In Karamatic v. Peyton Resource Group, L.P., No. 3:21-CV-02304-N, 2022 WL 2972222 (N.D.Tex. July 26, 2022), the court, inter alia, held that plaintiff sufficiently alleged hostile work environment sexual harassment in violation of Title VII of the Civil Rights Act of 1964.
In concluding that plaintiff’s complaint adequately alleged actionable sexual harassment, the court explained:
According to PRG, Karamatic does not allege enough facts to show that she was subjected to actionable harassment for two reasons: (1) because she does not allege she was personally subject to conduct qualifying as unwelcome sexual harassment; and (2) because the alleged conduct merely constituted “offhand comments” that were not so severe or pervasive as to alter a term, condition, or privilege of Karamatic’s employment. The Court disagrees on both points.

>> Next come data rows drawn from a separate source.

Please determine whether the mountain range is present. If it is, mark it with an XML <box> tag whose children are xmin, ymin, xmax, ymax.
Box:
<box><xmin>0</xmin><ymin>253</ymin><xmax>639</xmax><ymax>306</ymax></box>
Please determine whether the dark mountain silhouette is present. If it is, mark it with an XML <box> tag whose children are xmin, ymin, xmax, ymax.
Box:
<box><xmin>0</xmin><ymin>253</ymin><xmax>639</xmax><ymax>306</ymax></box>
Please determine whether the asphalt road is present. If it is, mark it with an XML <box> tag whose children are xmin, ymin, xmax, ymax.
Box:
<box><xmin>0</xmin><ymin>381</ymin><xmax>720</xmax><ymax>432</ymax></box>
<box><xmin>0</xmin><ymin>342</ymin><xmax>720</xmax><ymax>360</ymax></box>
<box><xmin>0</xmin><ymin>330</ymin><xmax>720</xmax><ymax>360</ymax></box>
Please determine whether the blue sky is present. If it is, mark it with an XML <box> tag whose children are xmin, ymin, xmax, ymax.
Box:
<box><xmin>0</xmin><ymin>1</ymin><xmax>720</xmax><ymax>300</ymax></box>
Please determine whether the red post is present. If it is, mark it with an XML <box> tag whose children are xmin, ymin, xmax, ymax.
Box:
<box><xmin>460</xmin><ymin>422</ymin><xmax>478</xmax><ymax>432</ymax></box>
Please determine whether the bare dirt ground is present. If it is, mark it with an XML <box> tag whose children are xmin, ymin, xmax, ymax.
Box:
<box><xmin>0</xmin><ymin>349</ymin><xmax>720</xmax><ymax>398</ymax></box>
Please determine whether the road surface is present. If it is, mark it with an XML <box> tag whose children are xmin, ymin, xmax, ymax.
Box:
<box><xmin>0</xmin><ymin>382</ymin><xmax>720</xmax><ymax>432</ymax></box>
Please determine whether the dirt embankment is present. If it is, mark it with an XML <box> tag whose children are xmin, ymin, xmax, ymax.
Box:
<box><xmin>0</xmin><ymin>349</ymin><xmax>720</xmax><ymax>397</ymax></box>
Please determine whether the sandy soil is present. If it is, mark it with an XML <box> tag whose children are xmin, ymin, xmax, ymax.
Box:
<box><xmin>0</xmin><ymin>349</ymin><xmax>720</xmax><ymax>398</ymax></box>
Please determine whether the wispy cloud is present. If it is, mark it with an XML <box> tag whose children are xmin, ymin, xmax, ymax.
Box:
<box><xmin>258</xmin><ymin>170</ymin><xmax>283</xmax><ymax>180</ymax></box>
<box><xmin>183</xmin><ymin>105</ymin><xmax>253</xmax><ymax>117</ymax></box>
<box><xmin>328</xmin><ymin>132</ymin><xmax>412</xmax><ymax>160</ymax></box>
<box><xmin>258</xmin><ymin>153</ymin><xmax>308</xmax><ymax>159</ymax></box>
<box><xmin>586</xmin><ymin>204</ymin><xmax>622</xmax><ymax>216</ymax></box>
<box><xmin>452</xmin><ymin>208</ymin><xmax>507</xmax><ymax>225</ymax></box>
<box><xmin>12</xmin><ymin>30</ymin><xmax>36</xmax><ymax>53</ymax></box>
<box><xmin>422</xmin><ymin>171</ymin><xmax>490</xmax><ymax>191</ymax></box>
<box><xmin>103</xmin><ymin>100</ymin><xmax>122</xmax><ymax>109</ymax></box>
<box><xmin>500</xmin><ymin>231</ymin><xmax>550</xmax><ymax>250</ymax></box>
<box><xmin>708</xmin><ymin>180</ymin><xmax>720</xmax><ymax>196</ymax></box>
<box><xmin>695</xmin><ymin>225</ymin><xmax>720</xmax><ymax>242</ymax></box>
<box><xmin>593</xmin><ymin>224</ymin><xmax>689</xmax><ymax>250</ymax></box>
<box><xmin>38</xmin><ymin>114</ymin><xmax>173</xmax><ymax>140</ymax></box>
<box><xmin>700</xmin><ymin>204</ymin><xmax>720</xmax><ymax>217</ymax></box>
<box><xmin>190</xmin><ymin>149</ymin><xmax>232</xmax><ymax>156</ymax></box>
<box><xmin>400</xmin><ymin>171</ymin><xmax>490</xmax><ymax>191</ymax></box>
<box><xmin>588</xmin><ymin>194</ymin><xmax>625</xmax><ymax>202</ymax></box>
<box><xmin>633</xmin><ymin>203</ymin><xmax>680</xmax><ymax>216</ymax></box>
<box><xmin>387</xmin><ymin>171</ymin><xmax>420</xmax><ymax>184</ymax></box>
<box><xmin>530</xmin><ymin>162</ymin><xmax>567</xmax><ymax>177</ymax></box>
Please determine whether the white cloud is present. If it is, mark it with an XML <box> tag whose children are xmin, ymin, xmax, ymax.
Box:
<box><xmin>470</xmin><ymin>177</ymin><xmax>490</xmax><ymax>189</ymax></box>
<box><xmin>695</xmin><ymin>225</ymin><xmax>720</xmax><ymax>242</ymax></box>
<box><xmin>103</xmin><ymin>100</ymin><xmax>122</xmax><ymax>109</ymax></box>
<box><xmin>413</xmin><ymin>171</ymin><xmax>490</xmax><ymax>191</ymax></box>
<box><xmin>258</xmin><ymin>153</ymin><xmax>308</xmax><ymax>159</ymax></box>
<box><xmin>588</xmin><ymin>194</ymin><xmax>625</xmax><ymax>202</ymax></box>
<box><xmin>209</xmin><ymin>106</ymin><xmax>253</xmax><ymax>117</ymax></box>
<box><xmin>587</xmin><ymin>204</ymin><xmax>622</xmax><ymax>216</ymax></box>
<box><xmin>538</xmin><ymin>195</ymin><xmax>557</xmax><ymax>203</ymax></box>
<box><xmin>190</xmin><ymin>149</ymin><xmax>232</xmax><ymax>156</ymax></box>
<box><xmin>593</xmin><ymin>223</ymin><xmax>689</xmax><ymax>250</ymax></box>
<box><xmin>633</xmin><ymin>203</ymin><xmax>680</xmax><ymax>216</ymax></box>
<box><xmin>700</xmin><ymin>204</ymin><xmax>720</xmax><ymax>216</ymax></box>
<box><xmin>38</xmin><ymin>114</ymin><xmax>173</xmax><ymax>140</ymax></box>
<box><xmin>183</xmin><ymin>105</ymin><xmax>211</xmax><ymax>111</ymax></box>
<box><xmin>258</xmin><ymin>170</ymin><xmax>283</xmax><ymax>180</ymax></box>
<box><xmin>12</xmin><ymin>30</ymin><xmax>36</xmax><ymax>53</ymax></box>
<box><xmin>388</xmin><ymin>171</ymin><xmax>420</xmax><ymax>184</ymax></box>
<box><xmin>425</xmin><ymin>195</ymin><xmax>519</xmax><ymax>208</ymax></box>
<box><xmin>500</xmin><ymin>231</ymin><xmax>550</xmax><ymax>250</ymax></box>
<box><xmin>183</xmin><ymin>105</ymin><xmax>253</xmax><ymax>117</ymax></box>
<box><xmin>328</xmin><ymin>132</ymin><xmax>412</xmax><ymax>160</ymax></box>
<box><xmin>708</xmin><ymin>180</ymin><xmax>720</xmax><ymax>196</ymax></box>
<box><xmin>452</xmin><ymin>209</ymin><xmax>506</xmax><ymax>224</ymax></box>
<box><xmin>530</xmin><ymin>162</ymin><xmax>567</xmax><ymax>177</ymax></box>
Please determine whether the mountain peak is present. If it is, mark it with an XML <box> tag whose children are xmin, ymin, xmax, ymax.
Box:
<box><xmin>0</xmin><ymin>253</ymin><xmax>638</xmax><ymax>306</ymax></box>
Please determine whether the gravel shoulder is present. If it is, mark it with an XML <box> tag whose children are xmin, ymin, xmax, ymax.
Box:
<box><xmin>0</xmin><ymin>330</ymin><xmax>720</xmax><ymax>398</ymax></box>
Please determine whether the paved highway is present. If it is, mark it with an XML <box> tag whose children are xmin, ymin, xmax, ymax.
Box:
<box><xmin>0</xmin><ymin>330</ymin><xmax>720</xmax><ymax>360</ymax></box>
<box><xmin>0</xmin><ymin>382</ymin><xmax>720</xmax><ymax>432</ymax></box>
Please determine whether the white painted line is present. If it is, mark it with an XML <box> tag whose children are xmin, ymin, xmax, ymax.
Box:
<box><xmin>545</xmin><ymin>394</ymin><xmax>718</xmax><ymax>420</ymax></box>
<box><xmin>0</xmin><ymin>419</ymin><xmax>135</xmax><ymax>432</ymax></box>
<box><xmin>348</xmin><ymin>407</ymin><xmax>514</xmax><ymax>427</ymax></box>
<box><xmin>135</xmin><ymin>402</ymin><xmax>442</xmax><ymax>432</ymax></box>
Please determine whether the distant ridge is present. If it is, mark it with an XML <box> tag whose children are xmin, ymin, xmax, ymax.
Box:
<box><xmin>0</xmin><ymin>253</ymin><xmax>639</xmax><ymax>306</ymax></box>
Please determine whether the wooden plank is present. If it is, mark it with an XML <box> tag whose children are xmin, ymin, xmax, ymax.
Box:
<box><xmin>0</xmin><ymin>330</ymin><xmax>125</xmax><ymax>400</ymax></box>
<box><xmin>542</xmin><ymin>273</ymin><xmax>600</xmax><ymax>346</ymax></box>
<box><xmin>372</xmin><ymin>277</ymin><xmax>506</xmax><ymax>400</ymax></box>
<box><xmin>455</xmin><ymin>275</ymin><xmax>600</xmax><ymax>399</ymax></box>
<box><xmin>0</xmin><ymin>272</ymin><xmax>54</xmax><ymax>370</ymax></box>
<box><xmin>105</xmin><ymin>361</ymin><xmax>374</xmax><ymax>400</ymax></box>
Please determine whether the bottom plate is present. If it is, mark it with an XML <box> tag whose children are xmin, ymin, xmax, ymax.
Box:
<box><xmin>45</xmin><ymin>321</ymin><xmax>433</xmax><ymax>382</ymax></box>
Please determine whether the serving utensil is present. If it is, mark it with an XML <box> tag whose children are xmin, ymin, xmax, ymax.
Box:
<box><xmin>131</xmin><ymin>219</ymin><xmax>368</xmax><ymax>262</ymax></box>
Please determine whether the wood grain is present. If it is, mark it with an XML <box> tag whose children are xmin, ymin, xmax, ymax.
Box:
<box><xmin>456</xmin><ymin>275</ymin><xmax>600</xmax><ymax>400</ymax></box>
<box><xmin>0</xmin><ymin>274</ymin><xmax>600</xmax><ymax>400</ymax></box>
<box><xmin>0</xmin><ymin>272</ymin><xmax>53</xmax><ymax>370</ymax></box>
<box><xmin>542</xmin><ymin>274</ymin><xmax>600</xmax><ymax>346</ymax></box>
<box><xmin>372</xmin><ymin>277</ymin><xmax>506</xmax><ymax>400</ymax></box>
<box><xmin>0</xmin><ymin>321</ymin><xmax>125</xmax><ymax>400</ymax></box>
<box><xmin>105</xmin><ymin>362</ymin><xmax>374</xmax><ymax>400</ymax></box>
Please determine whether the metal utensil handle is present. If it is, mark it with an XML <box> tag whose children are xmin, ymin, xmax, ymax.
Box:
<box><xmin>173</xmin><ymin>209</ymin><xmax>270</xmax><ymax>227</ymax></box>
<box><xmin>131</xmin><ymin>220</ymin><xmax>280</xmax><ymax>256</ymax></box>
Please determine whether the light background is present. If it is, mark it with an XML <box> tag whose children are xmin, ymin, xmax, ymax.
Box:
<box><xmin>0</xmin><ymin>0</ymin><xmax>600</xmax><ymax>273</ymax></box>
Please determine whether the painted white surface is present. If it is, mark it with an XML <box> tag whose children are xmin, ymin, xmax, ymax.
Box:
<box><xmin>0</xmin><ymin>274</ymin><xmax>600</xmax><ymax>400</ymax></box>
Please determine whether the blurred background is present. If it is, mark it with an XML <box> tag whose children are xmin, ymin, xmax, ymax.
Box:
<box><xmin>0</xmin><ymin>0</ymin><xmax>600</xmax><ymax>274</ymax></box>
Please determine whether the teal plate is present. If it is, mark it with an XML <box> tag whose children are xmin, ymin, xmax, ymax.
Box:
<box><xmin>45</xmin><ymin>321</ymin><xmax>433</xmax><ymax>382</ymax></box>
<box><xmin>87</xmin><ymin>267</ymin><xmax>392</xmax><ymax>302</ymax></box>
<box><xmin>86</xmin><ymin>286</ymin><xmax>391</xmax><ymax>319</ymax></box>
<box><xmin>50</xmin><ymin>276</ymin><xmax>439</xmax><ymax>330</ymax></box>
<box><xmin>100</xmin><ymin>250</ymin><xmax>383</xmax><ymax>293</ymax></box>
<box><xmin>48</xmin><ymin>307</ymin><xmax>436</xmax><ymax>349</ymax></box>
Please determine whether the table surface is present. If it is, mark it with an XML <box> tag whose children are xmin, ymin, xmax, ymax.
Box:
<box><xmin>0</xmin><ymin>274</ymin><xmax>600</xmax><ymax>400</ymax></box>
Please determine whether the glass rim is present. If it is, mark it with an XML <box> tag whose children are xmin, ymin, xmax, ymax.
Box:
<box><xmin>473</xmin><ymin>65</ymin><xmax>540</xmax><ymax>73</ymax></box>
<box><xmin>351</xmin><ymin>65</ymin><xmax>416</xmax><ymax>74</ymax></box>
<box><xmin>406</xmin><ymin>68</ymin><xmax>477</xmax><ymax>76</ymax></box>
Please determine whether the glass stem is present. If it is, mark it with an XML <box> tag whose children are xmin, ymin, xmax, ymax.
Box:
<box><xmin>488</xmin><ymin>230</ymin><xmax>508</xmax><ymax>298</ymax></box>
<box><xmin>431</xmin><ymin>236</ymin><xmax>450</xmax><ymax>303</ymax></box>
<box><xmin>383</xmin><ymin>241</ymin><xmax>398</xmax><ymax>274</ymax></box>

PRG contends that Karamatic does not allege facts showing she was personally subjected to unwelcome harassment. But PRG’s argument that Karamatic “does not establish that the alleged comments (although not disclosed) were even made to her” relies on a selective reading of the complaint. Mot. to Dismiss 5. While Karamatic does include some allegations regarding comments Pendleton made to or about others to bolster the complaint, Compl. ¶¶ 4.06, 4.08–09, she also describes repeated, unsolicited comments that Pendleton made directly to her about his sex life, often during one-on-one meetings. See id. ¶¶ 4.07–08. Unwelcome sexual harassment can take several forms, including “sexual advances, requests for sexual favors, and other verbal or physical conduct of a sexual nature that is unwelcome in the sense that it is unsolicited or unincited and is undesirable or offensive to the employee.” Jones v. Flagship Int’l, 793 F.2d 714, 719 (5th Cir. 1986). Karamatic’s allegations here describe unsolicited verbal conduct of a sexual nature sufficient to make her claim plausible as to the unwelcome harassment element.
Relatedly, PRG argues that the complaint alleges only offhand comments that do not constitute actionable harassment because they were not so severe or pervasive as to change any term, condition, or privilege of Karamatic’s employment. “For harassment to be sufficiently severe or pervasive to alter the conditions of the victim’s employment, the conduct complained of must be both objectively and subjectively offensive.” E.E.O.C. v. WC&M Enters., Inc., 496 F.3d 393, 399 (5th Cir. 2007). Because determining whether an environment is hostile or abusive is not “a mathematically precise test,” the inquiry requires looking at all the circumstances. Harris v. Forklift Sys., Inc., 510 U.S. 17, 22–23 (1993). Relevant circumstances include “the frequency of the discriminatory conduct; its severity; whether it is physically threatening or humiliating, or a mere offensive utterance; and whether it unreasonably interferes with an employee’s work performance.” Id. at 23. It is a “recurring point in Supreme Court opinions … that simple teasing, offhand comments, and isolated incidents (unless extremely serious) will not amount to discriminatory changes in the terms and conditions of employment.” Shepherd v. Comptroller of Pub. Accounts of State of Tex., 168 F.3d 871, 874 (quoting Faragher v. City of Boco Raton, 524 U.S. 775, 788 (1998)) (internal punctuation omitted).
Karamatic alleges more than mere offhand comments and has met her pleading burden as to this element as well. The complaint alleges that Pendleton continued to make sexually explicit comments to Karamatic in one-on-one meetings after she repeatedly asked him to stop. Compl. ¶ 4.07–08. Further, the complaint alleges that Pendleton’s behavior was “both distracting and disruptive,” that Karamatic complained it “was undoing [her] efforts to develop a brand and reputation”4 and that, in response to Karamatic’s multiple complaints her supervisor allowed her to work from home to avoid Pendleton. Id. ¶¶ 4.12–13. Assumed as true, Karamatic’s factual allegations support a reasonable inference that the harassment was so severe or pervasive that it altered the conditions of her employment.
The court also held that plaintiff’s complaint adequately alleged harassment based on sex, noting that defendant “makes no real attempt to explain how allegations of a male coworker repeatedly describing his sexual encounters to a female plaintiff in one-on-one meetings are insufficient at the pleading stage to support a reasonable inference” that sex was the basis of the harassment, particularly when considered in light of the above-described conduct, “along with the additional allegations of similarly inappropriate behavior directed at other women in the office.”